← May 5, 2026 edition

mangodesk

RL environments for software engineering

MangoDesk Wants to Grade Your AI's Homework Before You Ship It

The Macro: The Eval Crisis Is Real and Getting Worse

Here is something that does not get talked about enough in the AI hype cycle: the models are getting better, but the methods for testing them are stuck in 2023.

Every team building on top of foundation models faces the same problem. You fine-tune a model or build an agent, and then you need to figure out if it actually works. Not “does it pass a benchmark” but “does it do the right thing in the specific situations our users will encounter.” That requires custom evaluations. Custom evals require custom data. Custom data requires annotation pipelines. And annotation pipelines are, to put it bluntly, a nightmare to build and maintain.

The market for data labeling and annotation is projected to reach $13.7 billion by 2030. Companies like Scale AI, Labelbox, and Snorkel have built significant businesses around this need. But those platforms were designed primarily for the training phase. The post-training evaluation and RLHF data generation workflow is a different animal, and most teams are cobbling it together with spreadsheets, contractor marketplaces, and a lot of manual effort.

The painful irony is that AI teams spend a shocking amount of their time on work that is not building AI. They are building data infrastructure, writing annotation guidelines, managing quality control, debugging labeling inconsistencies. It is the plumbing problem that every infrastructure startup eventually tries to solve: the work behind the work is where all the time goes.

Braintrust, Patronus AI, and Humanloop are all attacking pieces of this problem. Braintrust focuses on eval frameworks. Patronus focuses on testing for hallucinations and compliance. Humanloop focuses on the prompt engineering workflow. But the annotation pipeline itself, the actual generation of bespoke evaluation data, remains largely manual at most companies.

The Micro: A Scale AI Alum and a Seven-Figure Founder, Building Data Plumbing

MangoDesk was founded by Ankith Subramanya and Ananth Subramanya. Ankith was previously a software engineer at Scale AI, which means he saw firsthand how the largest data annotation company in the world operates and where the gaps are. Ananth previously founded Lumio, a software firm that hit seven-figure revenue. They came through Y Combinator’s Summer 2025 batch, are based in San Francisco, and currently have two people on the team.

The pitch is that MangoDesk helps AI teams accelerate the creation of custom evals and post-training data by generating bespoke annotation pipelines in seconds. Not hours. Not days. Seconds. You describe what you need evaluated, and the platform generates the pipeline for you.

I want to be careful about the “seconds” claim because pipeline generation and pipeline quality are different things. I can generate a bad annotation pipeline in seconds too. The value is entirely in whether the generated pipelines produce data that is actually useful for improving model performance. That said, even a 70% automated pipeline that gets refined manually is a massive improvement over building everything from scratch.

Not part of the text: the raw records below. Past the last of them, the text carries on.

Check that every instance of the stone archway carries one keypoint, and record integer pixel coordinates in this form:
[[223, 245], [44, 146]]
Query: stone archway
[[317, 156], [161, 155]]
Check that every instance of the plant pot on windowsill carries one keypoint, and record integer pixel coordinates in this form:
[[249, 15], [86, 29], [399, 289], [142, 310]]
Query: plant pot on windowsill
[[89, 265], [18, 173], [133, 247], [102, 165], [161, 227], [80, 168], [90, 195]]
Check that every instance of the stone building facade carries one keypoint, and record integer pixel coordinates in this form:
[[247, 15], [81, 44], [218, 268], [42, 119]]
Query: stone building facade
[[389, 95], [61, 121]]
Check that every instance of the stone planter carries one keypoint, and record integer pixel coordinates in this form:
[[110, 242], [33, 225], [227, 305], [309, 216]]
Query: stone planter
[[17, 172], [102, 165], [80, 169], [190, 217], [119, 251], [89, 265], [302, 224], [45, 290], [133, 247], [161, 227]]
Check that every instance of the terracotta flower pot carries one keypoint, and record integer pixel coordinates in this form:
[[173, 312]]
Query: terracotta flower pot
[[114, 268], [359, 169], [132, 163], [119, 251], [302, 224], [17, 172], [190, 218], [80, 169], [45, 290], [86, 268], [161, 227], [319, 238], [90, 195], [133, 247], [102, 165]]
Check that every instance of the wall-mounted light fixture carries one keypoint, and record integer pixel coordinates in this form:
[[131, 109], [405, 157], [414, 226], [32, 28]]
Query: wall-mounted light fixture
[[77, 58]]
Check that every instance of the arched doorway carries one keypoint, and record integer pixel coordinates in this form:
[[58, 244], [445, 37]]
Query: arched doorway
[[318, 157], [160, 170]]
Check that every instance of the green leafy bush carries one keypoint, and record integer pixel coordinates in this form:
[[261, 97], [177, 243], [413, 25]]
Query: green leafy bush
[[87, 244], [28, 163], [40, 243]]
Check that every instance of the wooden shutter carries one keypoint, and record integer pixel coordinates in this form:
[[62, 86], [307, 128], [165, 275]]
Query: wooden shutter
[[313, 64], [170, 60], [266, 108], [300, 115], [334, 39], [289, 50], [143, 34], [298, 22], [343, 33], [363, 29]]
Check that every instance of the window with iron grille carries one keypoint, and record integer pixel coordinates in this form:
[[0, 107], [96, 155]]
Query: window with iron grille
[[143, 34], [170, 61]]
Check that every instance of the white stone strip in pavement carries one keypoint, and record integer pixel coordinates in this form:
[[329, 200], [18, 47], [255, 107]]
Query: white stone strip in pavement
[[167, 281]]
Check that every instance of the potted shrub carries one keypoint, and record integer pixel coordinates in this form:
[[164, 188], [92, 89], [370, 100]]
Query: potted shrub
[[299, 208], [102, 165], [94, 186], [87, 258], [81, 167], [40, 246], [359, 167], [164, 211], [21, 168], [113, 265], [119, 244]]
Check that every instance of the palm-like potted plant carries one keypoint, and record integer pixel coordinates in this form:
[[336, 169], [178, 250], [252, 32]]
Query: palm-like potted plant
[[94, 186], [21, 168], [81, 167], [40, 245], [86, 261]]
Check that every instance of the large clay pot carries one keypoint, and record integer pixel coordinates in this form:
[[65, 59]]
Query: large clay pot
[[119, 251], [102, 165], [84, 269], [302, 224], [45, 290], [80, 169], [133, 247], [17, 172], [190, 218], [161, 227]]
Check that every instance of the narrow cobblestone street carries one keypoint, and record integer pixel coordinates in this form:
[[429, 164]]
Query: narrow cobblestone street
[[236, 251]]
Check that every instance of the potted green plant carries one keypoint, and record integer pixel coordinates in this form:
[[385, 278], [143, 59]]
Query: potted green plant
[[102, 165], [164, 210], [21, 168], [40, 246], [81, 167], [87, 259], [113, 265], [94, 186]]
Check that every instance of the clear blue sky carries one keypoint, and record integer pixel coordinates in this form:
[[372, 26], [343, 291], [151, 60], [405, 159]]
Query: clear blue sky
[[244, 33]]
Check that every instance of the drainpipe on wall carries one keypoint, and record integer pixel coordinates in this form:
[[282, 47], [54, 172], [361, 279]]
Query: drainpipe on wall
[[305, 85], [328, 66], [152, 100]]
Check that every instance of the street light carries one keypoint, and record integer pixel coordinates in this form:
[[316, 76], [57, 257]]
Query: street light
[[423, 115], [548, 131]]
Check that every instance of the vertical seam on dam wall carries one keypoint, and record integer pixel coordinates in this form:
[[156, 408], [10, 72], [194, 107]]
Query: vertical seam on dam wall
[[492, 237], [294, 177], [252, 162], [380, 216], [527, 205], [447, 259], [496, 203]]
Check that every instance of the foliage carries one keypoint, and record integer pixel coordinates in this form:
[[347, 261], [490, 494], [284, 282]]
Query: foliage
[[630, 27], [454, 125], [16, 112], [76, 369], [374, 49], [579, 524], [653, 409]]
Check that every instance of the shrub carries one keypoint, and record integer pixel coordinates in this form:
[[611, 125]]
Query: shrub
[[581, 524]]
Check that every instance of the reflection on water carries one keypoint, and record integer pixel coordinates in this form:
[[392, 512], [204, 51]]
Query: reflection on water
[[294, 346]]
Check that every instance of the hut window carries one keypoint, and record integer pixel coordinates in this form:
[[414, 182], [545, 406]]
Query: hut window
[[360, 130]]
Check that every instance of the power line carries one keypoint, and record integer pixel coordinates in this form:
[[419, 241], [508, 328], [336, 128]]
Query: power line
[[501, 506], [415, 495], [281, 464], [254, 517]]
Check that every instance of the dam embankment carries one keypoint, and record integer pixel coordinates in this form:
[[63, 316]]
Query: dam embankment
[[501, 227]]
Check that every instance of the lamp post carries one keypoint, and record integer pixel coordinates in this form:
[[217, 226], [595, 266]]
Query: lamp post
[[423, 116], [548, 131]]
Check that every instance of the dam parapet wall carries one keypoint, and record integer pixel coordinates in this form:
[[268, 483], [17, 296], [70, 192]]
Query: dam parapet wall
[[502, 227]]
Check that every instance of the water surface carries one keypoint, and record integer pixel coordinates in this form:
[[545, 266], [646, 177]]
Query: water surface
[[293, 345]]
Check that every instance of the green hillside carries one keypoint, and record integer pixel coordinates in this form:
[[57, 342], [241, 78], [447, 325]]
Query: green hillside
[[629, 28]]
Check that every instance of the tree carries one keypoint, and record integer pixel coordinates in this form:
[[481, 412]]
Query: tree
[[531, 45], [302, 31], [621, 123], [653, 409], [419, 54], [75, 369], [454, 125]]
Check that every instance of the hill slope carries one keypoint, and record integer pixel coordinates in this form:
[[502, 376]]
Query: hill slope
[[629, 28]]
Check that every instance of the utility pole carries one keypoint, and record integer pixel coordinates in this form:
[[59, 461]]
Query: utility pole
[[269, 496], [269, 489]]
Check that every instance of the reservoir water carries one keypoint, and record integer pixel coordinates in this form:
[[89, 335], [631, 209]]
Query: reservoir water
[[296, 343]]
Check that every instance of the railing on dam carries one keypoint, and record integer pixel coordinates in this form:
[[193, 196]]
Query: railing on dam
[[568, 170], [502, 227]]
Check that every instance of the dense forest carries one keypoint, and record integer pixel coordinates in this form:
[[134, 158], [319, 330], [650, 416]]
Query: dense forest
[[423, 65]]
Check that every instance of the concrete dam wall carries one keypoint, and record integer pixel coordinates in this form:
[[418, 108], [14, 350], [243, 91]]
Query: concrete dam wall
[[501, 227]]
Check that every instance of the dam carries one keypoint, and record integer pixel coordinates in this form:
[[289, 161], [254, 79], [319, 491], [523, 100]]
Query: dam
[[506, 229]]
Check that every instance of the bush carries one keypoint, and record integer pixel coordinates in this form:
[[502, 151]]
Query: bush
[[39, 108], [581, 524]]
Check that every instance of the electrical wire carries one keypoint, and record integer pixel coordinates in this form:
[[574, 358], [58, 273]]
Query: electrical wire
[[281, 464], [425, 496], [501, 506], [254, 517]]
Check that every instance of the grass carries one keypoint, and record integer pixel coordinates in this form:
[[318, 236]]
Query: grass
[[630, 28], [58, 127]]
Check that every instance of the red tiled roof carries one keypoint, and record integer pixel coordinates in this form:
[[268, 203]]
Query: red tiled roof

The Scale AI background matters here more than it might seem. Scale is the gorilla in the room for data labeling, but their platform is optimized for large-scale training data, not the fast-iteration eval cycles that post-training teams need. If you are fine-tuning a model and need to test 15 different failure modes with bespoke evaluation criteria for each, Scale’s workflow is overkill. You do not need a 500-person annotation workforce. You need a smart pipeline that understands your specific problem and generates the right test data quickly.

MangoDesk is also hiring a founding engineer at $100K to $200K with 0.50% to 1.50% equity, which tells you they are in early-stage building mode. The product exists. The traction story is still forming.

The competitive positioning is interesting. They are not trying to replace Scale AI or Labelbox for training data. They are going after the eval and post-training data workflow specifically, which is a narrower but potentially stickier wedge. Once a team’s eval infrastructure depends on your platform, switching costs are real.

The Verdict

I think MangoDesk is solving a real problem that most people outside of ML engineering do not even know exists. The eval bottleneck is genuine, and the manual nature of current annotation workflows is a drag on every team shipping AI products.

What I would want to see at 30 days: concrete examples of the generated pipelines and how they compare to hand-built alternatives. “Seconds instead of weeks” is a compelling headline, but the actual quality of the generated data is the only metric that matters.

At 60 days: how they handle edge cases. The easy evals are easy for a reason. The value shows up when a team needs to evaluate something subtle, something domain-specific, something that requires understanding context that is hard to specify in a prompt.

At 90 days: retention. Developer tools live and die on whether teams keep using them after the initial setup. If teams build their pipelines with MangoDesk and then never come back, the business model has a ceiling. If they keep iterating through the platform, there is a real SaaS business here.

The Scale AI alumni connection gives them credibility in a space where credibility matters. Whether they can convert that into a product that teams reach for repeatedly is the whole question.